Diante do porte do FPSO requisitado e do grau de pioneirismo do projeto, as ofertas devem extrapolar em muito o valor médio praticado nas licitações da Petrobras, inaugurando o patamar de US$ 1 milhão, ante a média de US$ 800 mil para as unidades com capacidade entre 150 mil bopd a 180 mil bopd.

Há quem estime que algumas taxas diárias poderão atingir valores de até US$ 1,4 milhão a US$ 1,5 milhão. A certeza é que o negócio será para empresas de grande porte, que estejam com boa saúde financeira e tenham alta capacidade de execução. No mercado, prevalece a avaliação de que apenas SBM e Modec terão fôlego.

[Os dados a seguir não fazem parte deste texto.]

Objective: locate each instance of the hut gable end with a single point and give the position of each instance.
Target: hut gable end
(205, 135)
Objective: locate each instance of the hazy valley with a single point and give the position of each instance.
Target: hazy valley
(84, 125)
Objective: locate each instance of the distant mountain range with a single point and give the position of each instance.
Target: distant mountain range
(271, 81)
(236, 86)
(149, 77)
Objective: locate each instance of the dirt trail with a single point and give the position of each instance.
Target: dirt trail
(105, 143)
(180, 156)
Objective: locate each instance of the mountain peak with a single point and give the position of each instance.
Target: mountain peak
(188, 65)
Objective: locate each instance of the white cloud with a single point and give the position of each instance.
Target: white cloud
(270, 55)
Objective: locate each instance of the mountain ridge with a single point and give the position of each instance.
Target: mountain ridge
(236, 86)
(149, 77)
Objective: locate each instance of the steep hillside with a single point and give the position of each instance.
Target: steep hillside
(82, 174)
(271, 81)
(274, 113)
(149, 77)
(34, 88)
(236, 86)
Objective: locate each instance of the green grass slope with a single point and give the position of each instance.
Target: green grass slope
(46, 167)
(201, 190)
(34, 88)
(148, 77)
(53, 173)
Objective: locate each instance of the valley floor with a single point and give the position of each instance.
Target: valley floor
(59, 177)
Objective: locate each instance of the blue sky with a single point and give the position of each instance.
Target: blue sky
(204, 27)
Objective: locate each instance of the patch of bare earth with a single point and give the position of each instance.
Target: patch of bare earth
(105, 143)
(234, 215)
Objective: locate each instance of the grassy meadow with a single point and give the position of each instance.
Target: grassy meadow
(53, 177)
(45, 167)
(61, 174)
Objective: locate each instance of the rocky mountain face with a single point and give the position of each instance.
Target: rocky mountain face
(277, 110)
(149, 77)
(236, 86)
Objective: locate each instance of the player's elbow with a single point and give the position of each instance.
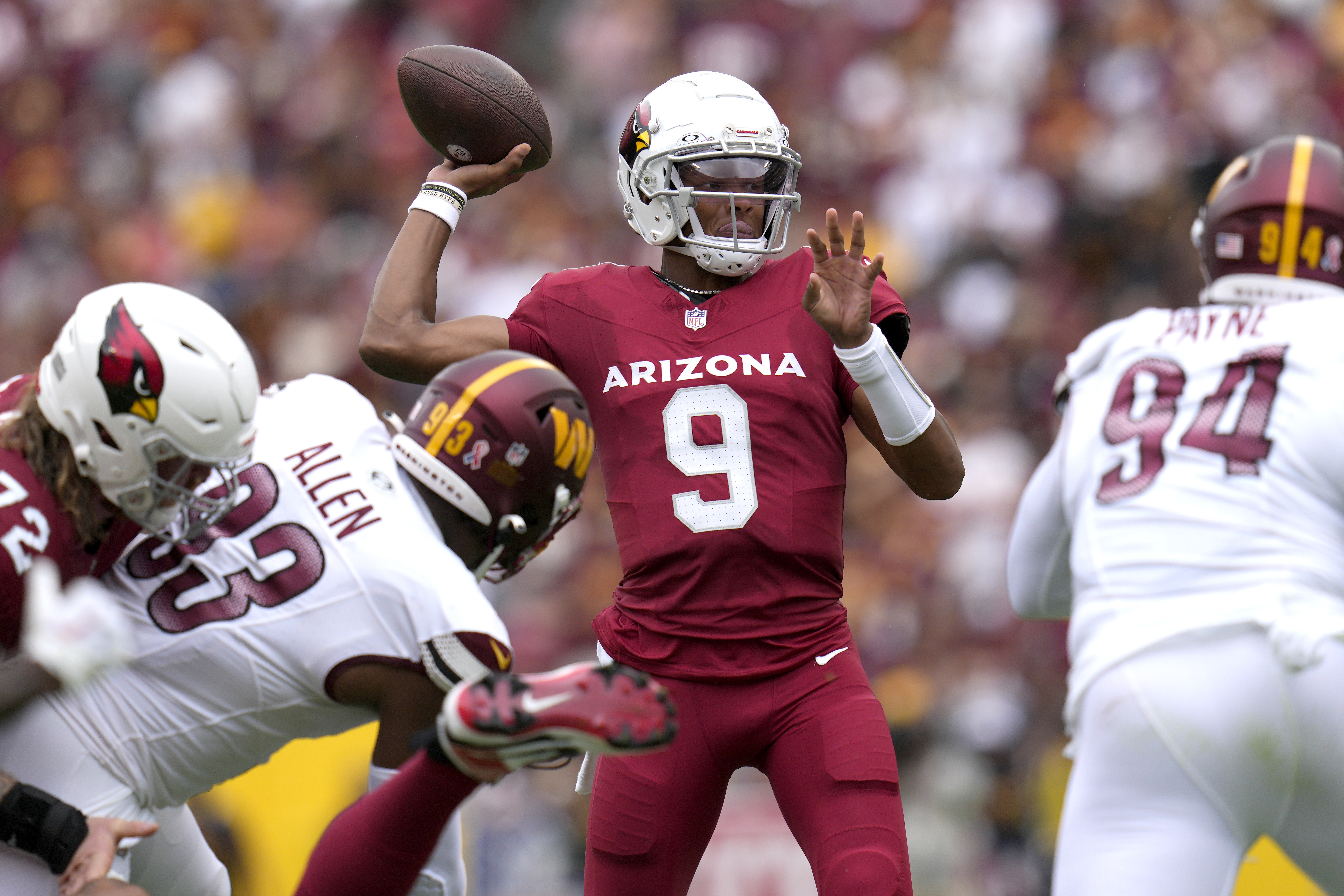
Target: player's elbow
(943, 481)
(380, 351)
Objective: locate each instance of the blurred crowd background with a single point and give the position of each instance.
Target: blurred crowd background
(1030, 168)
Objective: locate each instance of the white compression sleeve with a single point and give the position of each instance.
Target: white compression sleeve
(902, 408)
(445, 874)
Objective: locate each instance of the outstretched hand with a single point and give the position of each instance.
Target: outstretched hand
(839, 293)
(483, 180)
(93, 860)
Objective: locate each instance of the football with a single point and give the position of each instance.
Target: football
(471, 107)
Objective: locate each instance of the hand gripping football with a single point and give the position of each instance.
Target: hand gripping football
(472, 108)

A operadora japonesa carrega a seu favor o fato de ter ganho, recentemente, a disputa do FPSO de 220 mil bopd da Equinor para o projeto de Bacalhau, no cluster de Santos, o que garante familiaridade com projetos de maior porte, ainda que a unidade esteja em fase de FEED (engenharia de pré-detalhamento).

Já o grupo holandês tem a vantagem de estar menos sobrecarregado, com três FPSOs em construção, sendo um para a Petrobras e dois para a ExxonMobil, ante os sete em fabricação pela Modec. A japonesa tem ainda no radar o segundo FPSO de Bacalhau, ainda não contratado, mas com previsão de início de operação para 2028.

O Almirante Tamandaré não será a maior unidade já contratada na indústria. Hoje, há no mundo unidades em operação com capacidade para produzir 250 mil bopd e 300 mil bopd. Nenhuma, porém, tem a complexidade agregada do pré-sal, com gás contaminado e altos volumes de gás.

Com as novas unidades em contratação, o projeto de Búzios passará a ter oito FPSOs. O campo da cessão onerosa já conta com quatro unidades em operação (P-74, P-75, P-76 e P-77), respondendo por mais de 20% da produção total da Petrobras e mais de 30% da produção dos campos do pré-sal, além do FPSO Almirante Barroso, em construção pela Modec e programado para compor o módulo 5 do empreendimento.

No momento, a Petrobras mantém 46 FPSOS em carteira, somando-se as unidades em operação e as que estão em construção, além de três FSOs e um FPU. Do total da frota contratada, 27 unidades são afretadas e 23 são próprias.